Gov. Phil Scott’s five-year education plan may have landed with a thud in the Vermont Statehouse, but the administration hopes to have better luck with people outside the Montpelier political bubble.
Last Friday, business officials and economic professionals across the state received an invitation to join a conference call at 10:30 a.m. Tuesday. Though the email came from a state worker at the Agency of Commerce and Community Development, the event had been orchestrated by the Scott administration, which harnessed the ACCD email list to reach prospective ears.
The subject of the call was the governor’s plan to reduce education spending over the next five years, and use the savings to buy down property tax rates.
Scott himself wasn’t on the call.
But his Chief of Staff Jason Gibbs, along with Finance Commissioner Adam Greshin, Tax Commissioner Kaj Samsom, and Administration Secretary Susanne Young, delivered a 45-minute "information session" on the governor’s plan.
At the end of the call, Gibbs signed off with a special request.
“We hope that you will share your point of view, whether it’s on this plan on its merits, or you know, other perspectives, with your legislators,” Gibbs said.
"It's this idea of using one-time money to keep rates flat, and then counting on these savings to pay it back that I think is problematic." — Calais Rep. Janet Ancel
This moment of public outreach wasn’t a one-off for the administration.
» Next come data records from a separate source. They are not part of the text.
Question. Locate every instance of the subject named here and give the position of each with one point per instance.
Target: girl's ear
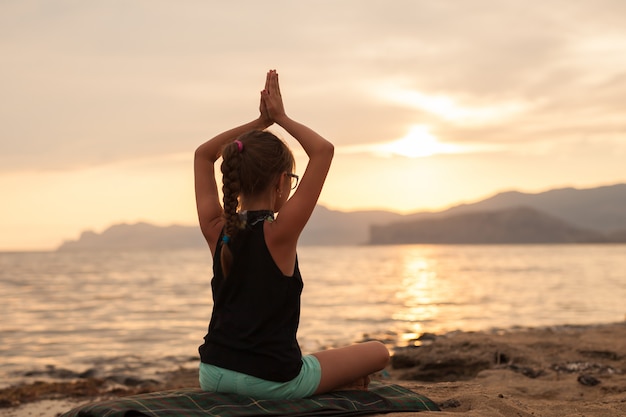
(281, 181)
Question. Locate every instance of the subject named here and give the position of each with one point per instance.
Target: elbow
(328, 150)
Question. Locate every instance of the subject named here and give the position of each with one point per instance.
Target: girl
(251, 345)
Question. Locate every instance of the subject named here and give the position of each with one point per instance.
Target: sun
(418, 143)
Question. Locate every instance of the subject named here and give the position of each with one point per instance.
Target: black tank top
(256, 310)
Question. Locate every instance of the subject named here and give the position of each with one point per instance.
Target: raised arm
(297, 210)
(207, 197)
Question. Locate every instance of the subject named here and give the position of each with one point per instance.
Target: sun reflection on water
(417, 295)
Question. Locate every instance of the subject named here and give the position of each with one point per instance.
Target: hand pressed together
(271, 100)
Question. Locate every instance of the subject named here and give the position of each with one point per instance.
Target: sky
(429, 103)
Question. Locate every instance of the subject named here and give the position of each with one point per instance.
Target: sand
(558, 371)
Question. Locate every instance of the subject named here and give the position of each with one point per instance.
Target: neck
(263, 202)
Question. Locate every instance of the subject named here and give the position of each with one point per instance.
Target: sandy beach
(555, 371)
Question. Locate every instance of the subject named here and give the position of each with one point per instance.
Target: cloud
(92, 82)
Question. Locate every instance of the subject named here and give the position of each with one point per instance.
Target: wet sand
(556, 371)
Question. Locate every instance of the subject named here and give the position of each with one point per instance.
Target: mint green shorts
(216, 379)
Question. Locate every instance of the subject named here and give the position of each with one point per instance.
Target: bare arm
(298, 209)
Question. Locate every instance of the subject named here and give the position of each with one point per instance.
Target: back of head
(250, 166)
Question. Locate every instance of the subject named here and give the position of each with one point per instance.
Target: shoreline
(548, 371)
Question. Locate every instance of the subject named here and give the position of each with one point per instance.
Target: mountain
(583, 212)
(506, 226)
(602, 208)
(137, 236)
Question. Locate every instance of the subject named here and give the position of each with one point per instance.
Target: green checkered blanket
(381, 398)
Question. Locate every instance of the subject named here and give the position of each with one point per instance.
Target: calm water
(142, 310)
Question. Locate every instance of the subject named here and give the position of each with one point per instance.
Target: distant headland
(566, 215)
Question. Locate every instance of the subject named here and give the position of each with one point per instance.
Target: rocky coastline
(552, 371)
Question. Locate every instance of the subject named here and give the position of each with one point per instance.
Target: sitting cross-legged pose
(251, 347)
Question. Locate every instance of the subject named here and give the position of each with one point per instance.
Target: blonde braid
(231, 188)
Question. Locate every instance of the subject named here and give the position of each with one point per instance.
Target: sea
(144, 312)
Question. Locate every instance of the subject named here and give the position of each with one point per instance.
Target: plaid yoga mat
(380, 398)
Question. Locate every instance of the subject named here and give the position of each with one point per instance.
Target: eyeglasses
(294, 184)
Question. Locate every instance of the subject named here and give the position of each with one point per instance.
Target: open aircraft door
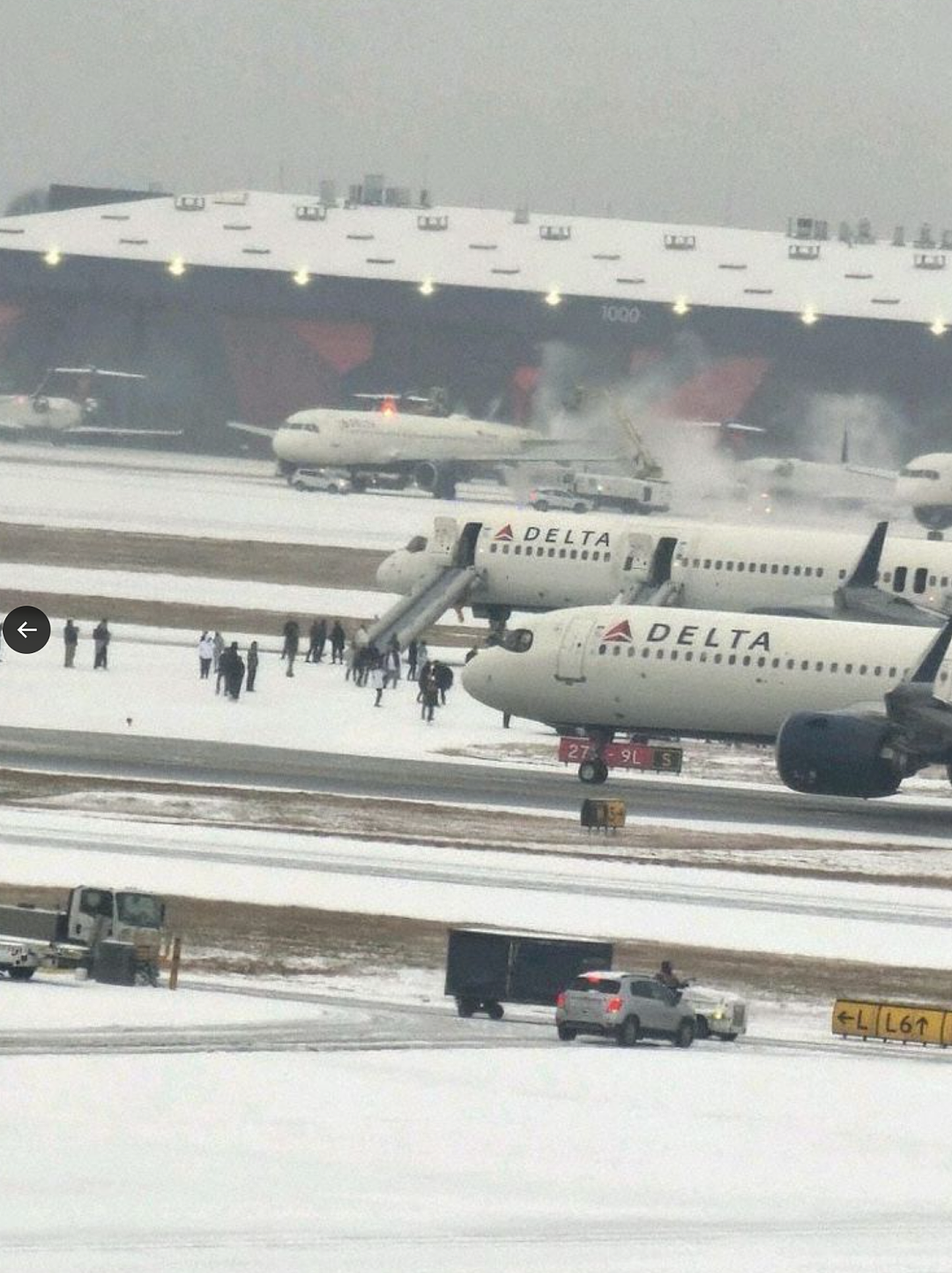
(570, 661)
(444, 536)
(639, 556)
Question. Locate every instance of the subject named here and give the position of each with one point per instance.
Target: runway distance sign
(903, 1023)
(622, 756)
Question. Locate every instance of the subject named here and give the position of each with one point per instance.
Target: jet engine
(833, 754)
(436, 479)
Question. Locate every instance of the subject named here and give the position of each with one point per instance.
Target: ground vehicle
(558, 496)
(718, 1016)
(616, 490)
(32, 937)
(332, 480)
(487, 968)
(624, 1006)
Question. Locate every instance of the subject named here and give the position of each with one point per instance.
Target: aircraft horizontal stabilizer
(263, 430)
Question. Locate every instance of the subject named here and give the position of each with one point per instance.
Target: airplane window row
(754, 567)
(539, 550)
(805, 665)
(920, 577)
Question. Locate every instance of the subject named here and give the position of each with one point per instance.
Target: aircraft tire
(593, 771)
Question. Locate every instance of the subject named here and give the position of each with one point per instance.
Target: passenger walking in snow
(100, 643)
(444, 680)
(71, 639)
(233, 666)
(292, 638)
(378, 681)
(390, 664)
(338, 639)
(311, 657)
(252, 666)
(429, 693)
(206, 653)
(320, 641)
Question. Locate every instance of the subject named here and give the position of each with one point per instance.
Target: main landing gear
(593, 769)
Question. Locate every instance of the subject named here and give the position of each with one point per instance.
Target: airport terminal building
(249, 304)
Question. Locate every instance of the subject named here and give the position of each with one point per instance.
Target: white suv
(627, 1007)
(332, 480)
(556, 496)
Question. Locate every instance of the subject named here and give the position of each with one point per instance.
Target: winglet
(868, 565)
(931, 662)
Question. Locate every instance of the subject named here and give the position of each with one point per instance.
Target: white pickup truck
(33, 937)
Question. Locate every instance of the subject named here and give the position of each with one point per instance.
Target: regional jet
(852, 708)
(428, 446)
(77, 403)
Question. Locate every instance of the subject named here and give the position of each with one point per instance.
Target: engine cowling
(436, 479)
(834, 754)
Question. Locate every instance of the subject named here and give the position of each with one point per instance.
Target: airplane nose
(389, 573)
(485, 677)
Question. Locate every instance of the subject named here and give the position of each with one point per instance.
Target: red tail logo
(617, 631)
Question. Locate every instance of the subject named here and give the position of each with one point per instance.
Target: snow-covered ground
(233, 499)
(578, 1158)
(734, 911)
(155, 690)
(197, 591)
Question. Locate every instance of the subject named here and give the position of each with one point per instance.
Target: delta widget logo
(617, 631)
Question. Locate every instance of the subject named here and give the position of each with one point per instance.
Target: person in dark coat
(233, 666)
(252, 666)
(444, 680)
(71, 639)
(100, 642)
(292, 638)
(320, 639)
(429, 693)
(338, 639)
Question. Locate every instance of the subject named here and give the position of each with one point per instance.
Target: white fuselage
(693, 674)
(36, 414)
(926, 485)
(373, 439)
(547, 561)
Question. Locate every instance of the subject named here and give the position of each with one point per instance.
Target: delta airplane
(536, 562)
(852, 708)
(429, 446)
(74, 401)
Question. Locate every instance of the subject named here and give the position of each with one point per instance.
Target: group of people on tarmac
(227, 665)
(366, 664)
(100, 644)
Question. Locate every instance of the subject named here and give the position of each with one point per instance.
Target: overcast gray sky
(727, 111)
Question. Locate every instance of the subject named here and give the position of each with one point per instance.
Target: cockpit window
(517, 641)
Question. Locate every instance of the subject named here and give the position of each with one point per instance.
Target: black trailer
(487, 968)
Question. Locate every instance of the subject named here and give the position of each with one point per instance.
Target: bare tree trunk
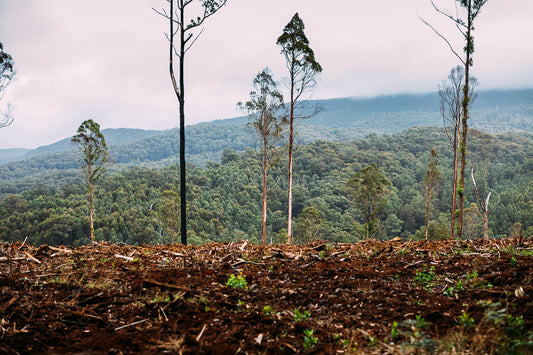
(464, 133)
(291, 146)
(428, 199)
(455, 173)
(264, 183)
(485, 224)
(291, 143)
(91, 203)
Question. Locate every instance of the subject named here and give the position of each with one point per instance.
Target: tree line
(139, 205)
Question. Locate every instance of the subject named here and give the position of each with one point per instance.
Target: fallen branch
(129, 258)
(32, 257)
(201, 332)
(131, 324)
(60, 250)
(161, 284)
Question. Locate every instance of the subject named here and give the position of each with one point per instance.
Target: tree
(168, 212)
(263, 109)
(451, 96)
(369, 192)
(431, 178)
(7, 73)
(303, 71)
(93, 153)
(309, 224)
(187, 32)
(465, 27)
(482, 156)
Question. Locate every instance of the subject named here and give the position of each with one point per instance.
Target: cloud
(108, 60)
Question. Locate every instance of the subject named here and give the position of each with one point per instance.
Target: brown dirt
(107, 298)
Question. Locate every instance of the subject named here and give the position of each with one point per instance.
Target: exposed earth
(370, 297)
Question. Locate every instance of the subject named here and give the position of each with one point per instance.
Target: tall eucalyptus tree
(465, 24)
(187, 29)
(263, 110)
(93, 154)
(303, 72)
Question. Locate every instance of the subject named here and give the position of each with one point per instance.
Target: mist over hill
(341, 119)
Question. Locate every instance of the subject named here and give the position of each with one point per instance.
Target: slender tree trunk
(91, 204)
(179, 91)
(264, 183)
(291, 146)
(464, 133)
(428, 199)
(486, 223)
(455, 173)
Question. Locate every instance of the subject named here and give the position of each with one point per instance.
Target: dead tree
(465, 25)
(188, 29)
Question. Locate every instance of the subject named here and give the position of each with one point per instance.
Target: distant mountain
(340, 119)
(12, 154)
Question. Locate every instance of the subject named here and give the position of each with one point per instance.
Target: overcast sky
(108, 59)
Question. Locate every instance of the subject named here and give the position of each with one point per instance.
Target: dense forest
(140, 205)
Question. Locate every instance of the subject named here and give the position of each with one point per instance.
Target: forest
(140, 205)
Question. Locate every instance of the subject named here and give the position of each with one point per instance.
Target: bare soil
(369, 297)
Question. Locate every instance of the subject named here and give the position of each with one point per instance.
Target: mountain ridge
(341, 119)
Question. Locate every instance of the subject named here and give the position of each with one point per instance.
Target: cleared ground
(370, 297)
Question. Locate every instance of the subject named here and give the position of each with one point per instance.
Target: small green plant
(269, 311)
(472, 275)
(299, 316)
(237, 281)
(426, 277)
(395, 332)
(309, 340)
(466, 321)
(452, 291)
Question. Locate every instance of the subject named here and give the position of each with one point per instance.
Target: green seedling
(299, 317)
(309, 340)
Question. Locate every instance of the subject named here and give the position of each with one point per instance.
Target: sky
(108, 59)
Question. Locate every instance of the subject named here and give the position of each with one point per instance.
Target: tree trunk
(264, 183)
(486, 223)
(466, 104)
(455, 173)
(291, 145)
(428, 199)
(91, 204)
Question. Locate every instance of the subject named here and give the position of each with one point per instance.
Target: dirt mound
(369, 297)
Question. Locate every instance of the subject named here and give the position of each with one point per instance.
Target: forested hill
(341, 119)
(225, 198)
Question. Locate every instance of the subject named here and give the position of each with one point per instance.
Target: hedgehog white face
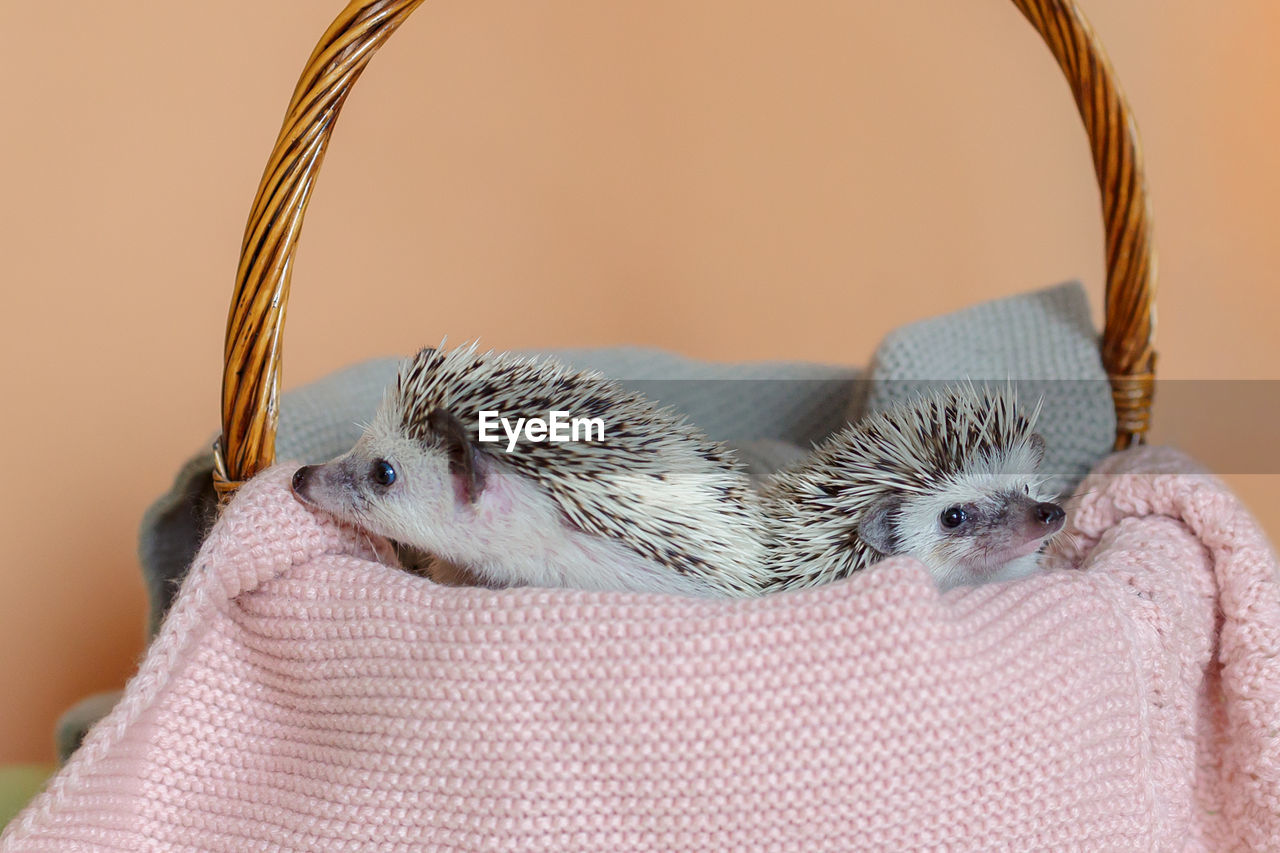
(986, 523)
(387, 484)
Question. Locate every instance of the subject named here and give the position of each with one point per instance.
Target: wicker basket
(255, 324)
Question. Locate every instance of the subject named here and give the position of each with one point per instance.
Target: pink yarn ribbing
(304, 697)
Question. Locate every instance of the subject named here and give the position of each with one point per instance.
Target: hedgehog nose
(1050, 515)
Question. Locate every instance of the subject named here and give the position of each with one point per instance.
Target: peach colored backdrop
(727, 179)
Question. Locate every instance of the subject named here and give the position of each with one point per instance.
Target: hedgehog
(652, 505)
(950, 478)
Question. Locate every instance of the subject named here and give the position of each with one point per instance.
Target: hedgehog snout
(301, 480)
(1048, 516)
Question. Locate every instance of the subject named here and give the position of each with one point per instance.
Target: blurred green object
(18, 784)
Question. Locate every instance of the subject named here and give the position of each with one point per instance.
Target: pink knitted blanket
(305, 697)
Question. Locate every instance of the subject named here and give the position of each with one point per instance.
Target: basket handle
(251, 375)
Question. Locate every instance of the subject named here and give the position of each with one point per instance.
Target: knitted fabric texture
(1043, 341)
(302, 696)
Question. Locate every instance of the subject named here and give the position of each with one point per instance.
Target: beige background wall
(727, 179)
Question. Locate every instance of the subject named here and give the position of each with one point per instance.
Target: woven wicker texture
(255, 324)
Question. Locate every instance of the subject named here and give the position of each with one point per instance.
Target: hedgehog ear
(1037, 445)
(464, 464)
(876, 527)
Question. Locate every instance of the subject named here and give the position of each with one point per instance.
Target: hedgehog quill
(950, 479)
(652, 506)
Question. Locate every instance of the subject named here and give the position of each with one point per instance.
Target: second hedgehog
(653, 506)
(950, 479)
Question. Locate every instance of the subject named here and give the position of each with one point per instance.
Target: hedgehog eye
(383, 473)
(954, 516)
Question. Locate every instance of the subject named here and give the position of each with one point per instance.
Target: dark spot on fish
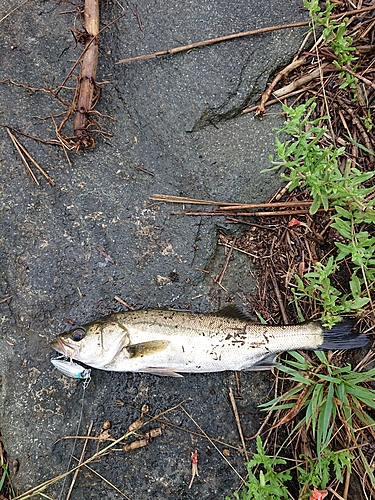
(78, 334)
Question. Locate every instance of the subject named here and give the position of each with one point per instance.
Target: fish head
(95, 344)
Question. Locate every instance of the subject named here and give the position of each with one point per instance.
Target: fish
(169, 342)
(72, 370)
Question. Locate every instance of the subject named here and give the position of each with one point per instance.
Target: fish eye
(78, 334)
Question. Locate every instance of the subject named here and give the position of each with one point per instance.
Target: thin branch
(233, 36)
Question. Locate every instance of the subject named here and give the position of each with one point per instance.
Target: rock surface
(179, 118)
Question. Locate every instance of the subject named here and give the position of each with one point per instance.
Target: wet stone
(177, 117)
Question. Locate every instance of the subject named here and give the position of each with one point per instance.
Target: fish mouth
(63, 348)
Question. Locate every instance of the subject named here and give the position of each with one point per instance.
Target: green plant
(323, 394)
(267, 483)
(334, 34)
(310, 166)
(325, 399)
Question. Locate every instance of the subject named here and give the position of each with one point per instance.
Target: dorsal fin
(233, 311)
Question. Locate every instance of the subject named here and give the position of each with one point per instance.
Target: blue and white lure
(71, 369)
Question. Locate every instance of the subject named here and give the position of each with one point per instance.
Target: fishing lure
(71, 369)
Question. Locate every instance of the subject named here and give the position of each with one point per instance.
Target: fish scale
(173, 342)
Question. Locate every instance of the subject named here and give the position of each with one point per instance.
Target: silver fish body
(172, 342)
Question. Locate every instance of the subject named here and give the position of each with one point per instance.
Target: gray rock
(179, 118)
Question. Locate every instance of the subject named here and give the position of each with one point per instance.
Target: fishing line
(85, 384)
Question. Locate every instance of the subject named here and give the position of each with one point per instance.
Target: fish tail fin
(342, 336)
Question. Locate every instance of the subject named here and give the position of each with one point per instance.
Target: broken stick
(87, 78)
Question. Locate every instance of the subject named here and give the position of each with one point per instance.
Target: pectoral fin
(267, 363)
(162, 372)
(146, 348)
They held a second call for business leaders on Wednesday. And an administration official says Scott’s aides are organizing a similar call for leaders in the education sector.
The strategy is designed to build pressure on Montpelier from outside in, and enlist support from key constituencies for the administration’s controversial education plan.
The battle for hearts and minds inside the Statehouse, however, isn’t exactly succeeding. House Speaker Mitzi Johnson says the more she learns about the governor’s plan, “the more obvious it is that it was thrown together and it hasn’t been thought out.”
Fueling that sentiment is a new analysis by the Legislature’s Joint Fiscal Office.
Scott wants to use $58 million in one-time money this year to avoid an increase in property tax rates next year. He says he’ll pay back that one-time money in the future, by shaving hundreds of millions of dollars from education expenses over time.
But the analysis by the Joint Fiscal Office says there “major technical errors” in the governor’s plan. House Ways and Means Chairwoman Janet Ancel says the administration has overshot savings potential by as much as $160 million.
“Some of the numbers simply don’t add up,” Ancel says.
Ancel says that misfire isn’t exactly breeding confidence in Scott’s plan to use one-time money, since lawmakers don’t have much faith it’ll ever get paid back.
“It’s this idea of using one-time money to keep rates flat, and then counting on these savings to pay it back that I think is problematic,” Ancel says.
Commissioner of Taxes Kaj Samsom says even if the projections are off, there’s still more than enough savings in the governor’s plan to pay back the one-time money, and even have enough left over to keep property tax rates flat in the future.
“Those adjustments don’t worry me,” Samsom says. “The top line and the focus is $400-plus million of savings,” Samsom says.
In order to get those savings, however, lawmakers will have to agree to reductions in staffing numbers in public schools, and an administration proposal to lower the excess spending threshold.
Ancel says there isn’t enough time left in the session to vet those proposals. Senate Majority Leader Becca Balint says she agrees.
Balint says lawmakers found themselves in this position last year, when Scott introduced a late-session plan for education savings.
“We’re not sticking around. We played this game last year with this team, and we did this dance for weeks and weeks and weeks,” Balint says. “We’re not doing it again.”
Balint says the Senate intends to wrap up its work this week, pass a budget and adjourn by Saturday.
If the governor doesn’t like it, Balint says the onus will be on him to veto the budget, and call lawmakers back to Montpelier for special session.
With Scott vowing to reject any budget that doesn't keep property tax rates flat next year, it appears as though Montpelier is once again headed down that budget veto path.